Visualisation of results does not work as described in README

When I try to visualise my results, following the instructions in the readme, the code crashes with en error message and only one plot is created. It seems the conversion of the date-time-string does not work as intended. [branch origin/inclusion-own-benchmark.]

uv run src/utils/visualize_results.py imdb
Plot saved to plots/imdb_accuracy_vs_energy.png
Traceback (most recent call last):
  File "/home/hartwigt/Documents/llm-testframework/.venv/lib/python3.12/site-packages/pandas/core/groupby/groupby.py", line 1942, in _agg_py_fallback
    res_values = self._grouper.agg_series(ser, alt, preserve_dtype=True)
                 ^^^^^^^^^^^^^^^^^^^^^^^^^^^^^^^^^^^^^^^^^^^^^^^^^^^^^^^
  File "/home/hartwigt/Documents/llm-testframework/.venv/lib/python3.12/site-packages/pandas/core/groupby/ops.py", line 864, in agg_series
    result = self._aggregate_series_pure_python(obj, func)

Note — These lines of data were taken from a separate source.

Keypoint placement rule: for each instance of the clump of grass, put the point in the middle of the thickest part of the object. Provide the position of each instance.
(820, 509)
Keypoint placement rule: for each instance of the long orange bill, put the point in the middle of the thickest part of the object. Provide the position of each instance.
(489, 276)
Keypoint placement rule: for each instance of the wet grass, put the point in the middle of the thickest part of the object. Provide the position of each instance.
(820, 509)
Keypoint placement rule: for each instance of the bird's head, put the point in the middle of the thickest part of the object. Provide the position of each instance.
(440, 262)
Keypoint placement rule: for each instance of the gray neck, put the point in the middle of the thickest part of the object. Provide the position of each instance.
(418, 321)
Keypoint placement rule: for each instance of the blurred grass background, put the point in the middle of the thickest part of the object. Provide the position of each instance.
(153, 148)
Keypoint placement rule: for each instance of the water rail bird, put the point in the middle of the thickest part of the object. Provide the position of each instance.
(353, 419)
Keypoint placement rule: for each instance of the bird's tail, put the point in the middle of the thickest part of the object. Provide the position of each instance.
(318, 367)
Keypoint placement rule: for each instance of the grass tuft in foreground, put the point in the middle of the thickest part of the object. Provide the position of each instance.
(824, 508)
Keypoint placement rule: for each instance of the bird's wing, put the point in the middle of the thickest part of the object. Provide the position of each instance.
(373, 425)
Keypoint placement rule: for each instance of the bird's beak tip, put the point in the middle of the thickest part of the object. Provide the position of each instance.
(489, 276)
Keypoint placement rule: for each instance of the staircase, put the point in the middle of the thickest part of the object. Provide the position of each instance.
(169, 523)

             ^^^^^^^^^^^^^^^^^^^^^^^^^^^^^^^^^^^^^^^^^^^^^
  File "/home/hartwigt/Documents/llm-testframework/.venv/lib/python3.12/site-packages/pandas/core/groupby/ops.py", line 885, in _aggregate_series_pure_python
    res = func(group)
          ^^^^^^^^^^^
  File "/home/hartwigt/Documents/llm-testframework/.venv/lib/python3.12/site-packages/pandas/core/groupby/groupby.py", line 2454, in <lambda>
    alt=lambda x: Series(x, copy=False).mean(numeric_only=numeric_only),
                  ^^^^^^^^^^^^^^^^^^^^^^^^^^^^^^^^^^^^^^^^^^^^^^^^^^^^^
  File "/home/hartwigt/Documents/llm-testframework/.venv/lib/python3.12/site-packages/pandas/core/series.py", line 6549, in mean
    return NDFrame.mean(self, axis, skipna, numeric_only, **kwargs)

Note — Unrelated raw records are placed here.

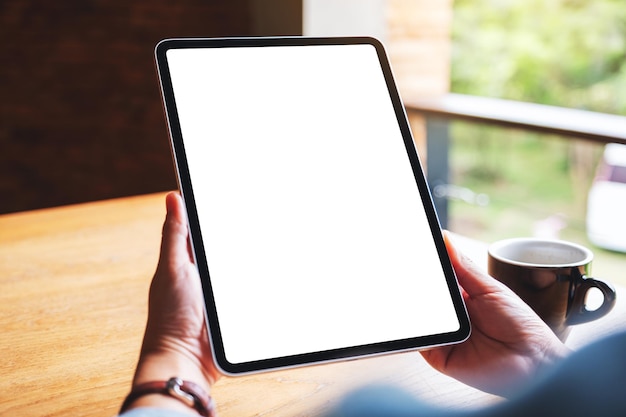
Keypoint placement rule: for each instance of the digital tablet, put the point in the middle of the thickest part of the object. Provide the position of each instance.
(311, 221)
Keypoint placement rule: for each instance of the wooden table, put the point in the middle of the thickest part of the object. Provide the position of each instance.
(73, 296)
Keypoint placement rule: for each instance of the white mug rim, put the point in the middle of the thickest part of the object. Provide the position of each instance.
(498, 245)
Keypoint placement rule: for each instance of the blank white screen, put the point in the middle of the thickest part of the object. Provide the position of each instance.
(315, 234)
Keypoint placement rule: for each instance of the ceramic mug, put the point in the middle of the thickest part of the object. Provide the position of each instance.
(552, 277)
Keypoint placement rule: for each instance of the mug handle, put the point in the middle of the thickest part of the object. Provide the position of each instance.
(578, 311)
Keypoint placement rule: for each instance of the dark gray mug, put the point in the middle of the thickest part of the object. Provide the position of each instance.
(552, 277)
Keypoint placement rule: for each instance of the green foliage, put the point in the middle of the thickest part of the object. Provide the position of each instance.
(569, 53)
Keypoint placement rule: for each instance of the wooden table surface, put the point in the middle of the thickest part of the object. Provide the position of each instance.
(73, 301)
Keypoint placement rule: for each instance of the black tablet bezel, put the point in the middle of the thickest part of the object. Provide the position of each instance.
(186, 189)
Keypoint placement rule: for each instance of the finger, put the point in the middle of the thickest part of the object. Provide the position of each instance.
(472, 279)
(174, 237)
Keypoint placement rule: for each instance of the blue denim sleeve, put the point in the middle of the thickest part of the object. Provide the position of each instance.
(591, 382)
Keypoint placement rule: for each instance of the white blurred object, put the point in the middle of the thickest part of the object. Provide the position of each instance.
(606, 203)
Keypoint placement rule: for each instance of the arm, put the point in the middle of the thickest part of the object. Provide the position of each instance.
(175, 341)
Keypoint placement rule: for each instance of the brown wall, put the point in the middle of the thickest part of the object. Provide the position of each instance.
(80, 111)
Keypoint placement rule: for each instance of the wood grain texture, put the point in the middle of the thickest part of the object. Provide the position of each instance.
(73, 301)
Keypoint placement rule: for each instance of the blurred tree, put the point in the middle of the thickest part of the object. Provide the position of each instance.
(569, 53)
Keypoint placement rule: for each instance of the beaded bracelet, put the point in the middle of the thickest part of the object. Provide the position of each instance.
(187, 392)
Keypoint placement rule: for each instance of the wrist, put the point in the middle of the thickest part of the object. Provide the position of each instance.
(160, 366)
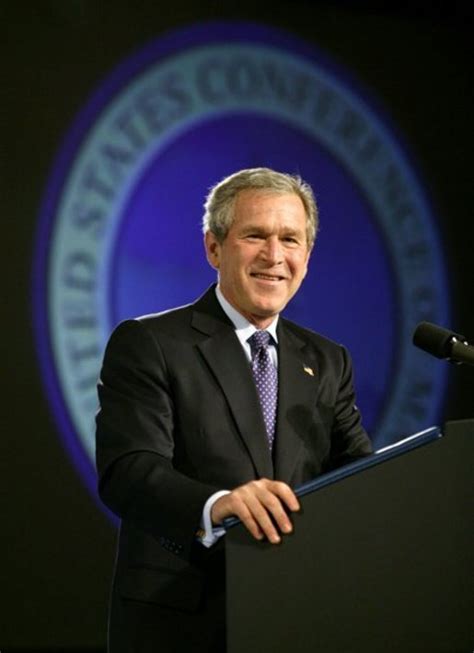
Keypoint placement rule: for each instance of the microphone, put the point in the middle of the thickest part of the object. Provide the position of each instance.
(443, 343)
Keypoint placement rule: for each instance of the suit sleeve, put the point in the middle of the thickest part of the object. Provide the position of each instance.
(135, 440)
(349, 441)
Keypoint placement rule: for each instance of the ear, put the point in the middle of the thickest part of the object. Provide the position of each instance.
(213, 250)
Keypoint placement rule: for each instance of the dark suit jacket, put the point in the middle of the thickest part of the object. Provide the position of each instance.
(180, 419)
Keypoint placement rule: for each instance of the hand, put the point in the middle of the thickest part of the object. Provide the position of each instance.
(260, 505)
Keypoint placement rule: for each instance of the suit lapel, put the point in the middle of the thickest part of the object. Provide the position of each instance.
(297, 388)
(224, 355)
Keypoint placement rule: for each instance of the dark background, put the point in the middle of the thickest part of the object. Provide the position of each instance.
(57, 548)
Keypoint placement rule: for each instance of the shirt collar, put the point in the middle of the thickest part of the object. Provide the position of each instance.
(243, 328)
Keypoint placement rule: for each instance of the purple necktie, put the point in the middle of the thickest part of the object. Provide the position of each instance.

           ^^^^^^^^^^^^^^^^^^^^^^^^^^^^^^^^^^^^^^^^^^^^^^^^^^^^^^^^
  File "/home/hartwigt/Documents/llm-testframework/.venv/lib/python3.12/site-packages/pandas/core/generic.py", line 12420, in mean
    return self._stat_function(
           ^^^^^^^^^^^^^^^^^^^^
  File "/home/hartwigt/Documents/llm-testframework/.venv/lib/python3.12/site-packages/pandas/core/generic.py", line 12377, in _stat_function
    return self._reduce(
           ^^^^^^^^^^^^^
  File "/home/hartwigt/Documents/llm-testframework/.venv/lib/python3.12/site-packages/pandas/core/series.py", line 6457, in _reduce
    return op(delegate, skipna=skipna, **kwds)
           ^^^^^^^^^^^^^^^^^^^^^^^^^^^^^^^^^^^
  File "/home/hartwigt/Documents/llm-testframework/.venv/lib/python3.12/site-packages/pandas/core/nanops.py", line 147, in f
    result = alt(values, axis=axis, skipna=skipna, **kwds)

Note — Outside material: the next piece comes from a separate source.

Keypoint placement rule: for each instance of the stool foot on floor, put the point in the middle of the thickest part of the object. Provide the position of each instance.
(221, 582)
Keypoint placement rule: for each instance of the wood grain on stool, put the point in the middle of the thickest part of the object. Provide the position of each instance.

             ^^^^^^^^^^^^^^^^^^^^^^^^^^^^^^^^^^^^^^^^^^^^^
  File "/home/hartwigt/Documents/llm-testframework/.venv/lib/python3.12/site-packages/pandas/core/nanops.py", line 404, in new_func
    result = func(values, axis=axis, skipna=skipna, mask=mask, **kwargs)
             ^^^^^^^^^^^^^^^^^^^^^^^^^^^^^^^^^^^^^^^^^^^^^^^^^^^^^^^^^^^
  File "/home/hartwigt/Documents/llm-testframework/.venv/lib/python3.12/site-packages/pandas/core/nanops.py", line 720, in nanmean
    the_sum = _ensure_numeric(the_sum)
              ^^^^^^^^^^^^^^^^^^^^^^^^
  File "/home/hartwigt/Documents/llm-testframework/.venv/lib/python3.12/site-packages/pandas/core/nanops.py", line 1701, in _ensure_numeric
    raise TypeError(f"Could not convert string '{x}' to numeric")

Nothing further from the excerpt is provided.